Außerordentliche Baritonstimmen sind offenbar momentan rar. Vielleicht eine Rolle für Ambrogio Maestri? Dennoch, alle drei schafften die so wichtige Spannung zu ersingen, die
eine »Andrea Chénier«-Vorstellung zu einem unvergesslichen Erlebnis machen kann. Auf der Habenseite auch Roland Wood als Chéniers Freund Roucher ebenso wie Carlo Bosi als
Spitzel der Revolution oder die Wiederbegegnung mit Denice Graves.

Covent Garden hielt der Mezzosopranistin einmal mehr die Treue mit dem Engagement als Bersi.
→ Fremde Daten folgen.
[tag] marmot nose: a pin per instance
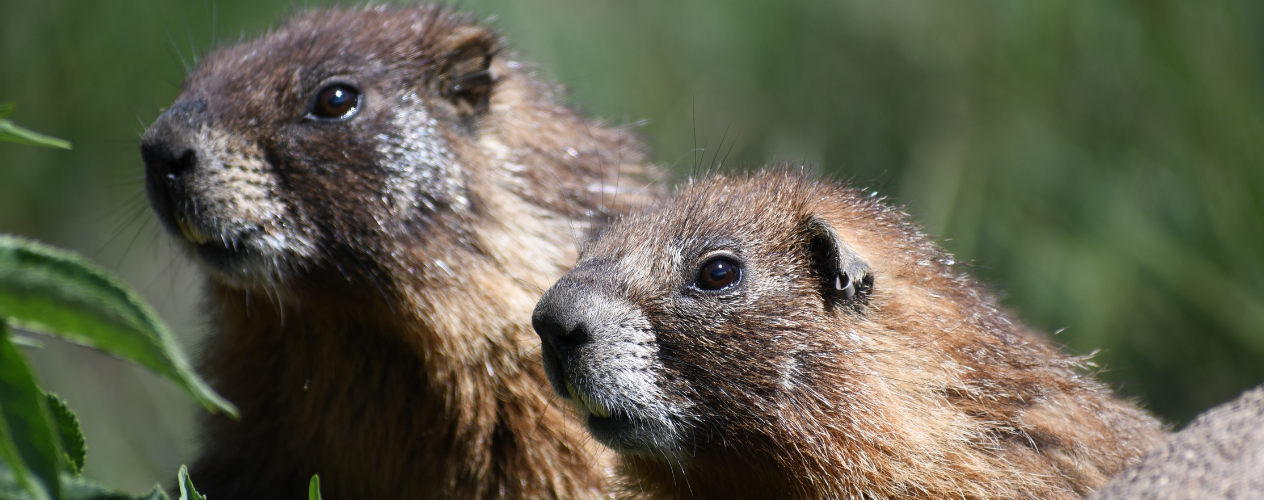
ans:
(560, 327)
(167, 162)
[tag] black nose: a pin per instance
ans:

Das ausladende stimmliche Organ und die überbordende Geste der Sängerin
eröffneten ein vollblutiges Rollenporträt der Vertrauten Maddalenas als mütterlicher Freundin, wie man es in bisherigen Besetzungen kaum gekannt hatte. Großer Jubel
für einen spektakulären Operngenuss, der sicher weltweit einen Höhepunkt in der laufenden Spielzeit 2014/15 darstellen dürfte.